The source code is available from
http://peterhi.dyndns.org/write_it_in_c/index.html

There are some details missing from the webpages

which C implementation?

[peterhickman]$ gcc -v
Using built-in specs.
Target: powerpc-apple-darwin8
Configured with: /private/var/tmp/gcc/gcc-5341.obj~1/src/configure
–disable-checking -enable-werror --prefix=/usr --mandir=/share/man
–enable-languages=c,objc,c++,obj-c++
–program-transform-name=/^[cg][^.-]*$/s/$/-4.0/
–with-gxx-include-dir=/include/c++/4.0.0 --with-slibdir=/usr/lib
–build=powerpc-apple-darwin8 --host=powerpc-apple-darwin8
–target=powerpc-apple-darwin8
Thread model: posix
gcc version 4.0.1 (Apple Computer, Inc. build 5341)

which Java implementation?

[peterhickman]$ javac -version
javac 1.5.0_06

Additionally

[peterhickman]$ perl -V
Summary of my perl5 (revision 5 version 8 subversion 6) configuration:

[peterhickman]$ ruby -v
ruby 1.8.4 (2005-12-24) [powerpc-darwin]

what hardware?

Macintosh G4 with 1Gb ram

tekhne · August 1, 2006, 6:49pm

Ok, so there’s a bunch of problems with the Java version.

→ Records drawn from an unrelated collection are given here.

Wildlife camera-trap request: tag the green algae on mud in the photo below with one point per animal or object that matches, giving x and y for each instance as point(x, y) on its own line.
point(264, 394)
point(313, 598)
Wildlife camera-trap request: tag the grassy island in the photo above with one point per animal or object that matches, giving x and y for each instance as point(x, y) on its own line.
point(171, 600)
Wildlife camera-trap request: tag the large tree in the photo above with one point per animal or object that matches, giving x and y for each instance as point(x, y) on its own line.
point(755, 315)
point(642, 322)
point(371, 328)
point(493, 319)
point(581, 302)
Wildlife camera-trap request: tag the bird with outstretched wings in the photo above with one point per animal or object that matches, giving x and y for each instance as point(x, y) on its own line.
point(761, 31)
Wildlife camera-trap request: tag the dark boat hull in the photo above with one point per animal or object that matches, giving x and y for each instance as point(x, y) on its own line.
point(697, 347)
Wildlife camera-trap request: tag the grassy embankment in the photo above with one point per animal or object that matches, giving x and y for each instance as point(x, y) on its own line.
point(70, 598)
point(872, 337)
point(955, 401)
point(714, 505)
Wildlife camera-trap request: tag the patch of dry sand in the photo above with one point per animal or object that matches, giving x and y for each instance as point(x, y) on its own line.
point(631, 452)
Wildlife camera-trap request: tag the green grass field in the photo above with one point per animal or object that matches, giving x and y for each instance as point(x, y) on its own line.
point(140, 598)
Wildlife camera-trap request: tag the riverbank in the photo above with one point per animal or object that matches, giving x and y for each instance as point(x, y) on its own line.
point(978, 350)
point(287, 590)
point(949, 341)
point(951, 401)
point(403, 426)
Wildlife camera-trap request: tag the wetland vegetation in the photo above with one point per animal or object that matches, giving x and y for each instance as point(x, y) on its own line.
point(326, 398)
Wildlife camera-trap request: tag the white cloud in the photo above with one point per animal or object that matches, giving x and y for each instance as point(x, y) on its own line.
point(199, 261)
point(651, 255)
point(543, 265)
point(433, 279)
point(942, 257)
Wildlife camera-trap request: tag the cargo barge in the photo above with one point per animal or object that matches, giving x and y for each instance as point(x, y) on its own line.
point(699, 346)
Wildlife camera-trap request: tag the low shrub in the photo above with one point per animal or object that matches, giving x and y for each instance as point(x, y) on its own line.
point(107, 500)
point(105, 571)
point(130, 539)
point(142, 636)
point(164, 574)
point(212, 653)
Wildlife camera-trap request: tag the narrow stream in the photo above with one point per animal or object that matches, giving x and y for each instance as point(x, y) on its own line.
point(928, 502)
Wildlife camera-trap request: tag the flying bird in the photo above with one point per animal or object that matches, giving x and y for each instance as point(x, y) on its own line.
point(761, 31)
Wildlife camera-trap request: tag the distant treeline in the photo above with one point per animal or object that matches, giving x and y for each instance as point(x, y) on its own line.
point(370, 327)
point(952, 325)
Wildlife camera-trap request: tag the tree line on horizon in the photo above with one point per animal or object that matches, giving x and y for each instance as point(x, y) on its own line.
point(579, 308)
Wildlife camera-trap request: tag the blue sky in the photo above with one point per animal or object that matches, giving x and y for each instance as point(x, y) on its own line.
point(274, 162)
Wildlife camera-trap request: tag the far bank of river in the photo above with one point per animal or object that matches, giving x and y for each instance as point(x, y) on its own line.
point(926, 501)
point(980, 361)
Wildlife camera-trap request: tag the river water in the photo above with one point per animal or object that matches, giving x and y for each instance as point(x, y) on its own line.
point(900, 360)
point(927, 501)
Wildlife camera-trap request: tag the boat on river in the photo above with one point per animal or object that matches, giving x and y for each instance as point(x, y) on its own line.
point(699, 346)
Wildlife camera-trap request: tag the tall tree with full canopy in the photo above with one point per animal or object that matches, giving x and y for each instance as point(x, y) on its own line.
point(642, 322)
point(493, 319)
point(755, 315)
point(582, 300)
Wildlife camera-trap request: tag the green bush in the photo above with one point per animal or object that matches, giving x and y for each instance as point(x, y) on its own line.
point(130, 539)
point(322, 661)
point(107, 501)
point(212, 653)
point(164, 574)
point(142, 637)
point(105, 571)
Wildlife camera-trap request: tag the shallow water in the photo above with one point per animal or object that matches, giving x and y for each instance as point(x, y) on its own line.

In addition to the addRow run and the Java startup time you’re also
benchmarking over 5200 array modifications to set Compared values to
true
Your variable naming is entirely contrary to every Java coding
convention
published (not a benchmark thing, but it sets off any Java devs warning
flags)
Almost all of the time spent running is spent building and printing
strings

Benchmarking just the algorithm run itself with no gross string creation
and
printing, I’m getting in the neighborhood of 370ms per invocation once
HotSpot has optimized the code. I’ll have more detailed numbers shortly.

tekhne · August 1, 2006, 7:35pm

Peter H. wrote:

Isaac G. wrote:

Peter H. wrote:

The source code is available from
http://peterhi.dyndns.org/write_it_in_c/index.html

I recall someone stating “benchmarking without analysis is bogus”.

As a first step, comment out the print statements

time ./latinc

user 0m0.492s
sys 0m0.004

time java Latin

user 0m0.992s
sys 0m0.052s

With the print statements ~5.4x
without print statements ~2.1x

iirc the Java program is shuffling around double byte unicode chars and
the C program is handling single byte chars.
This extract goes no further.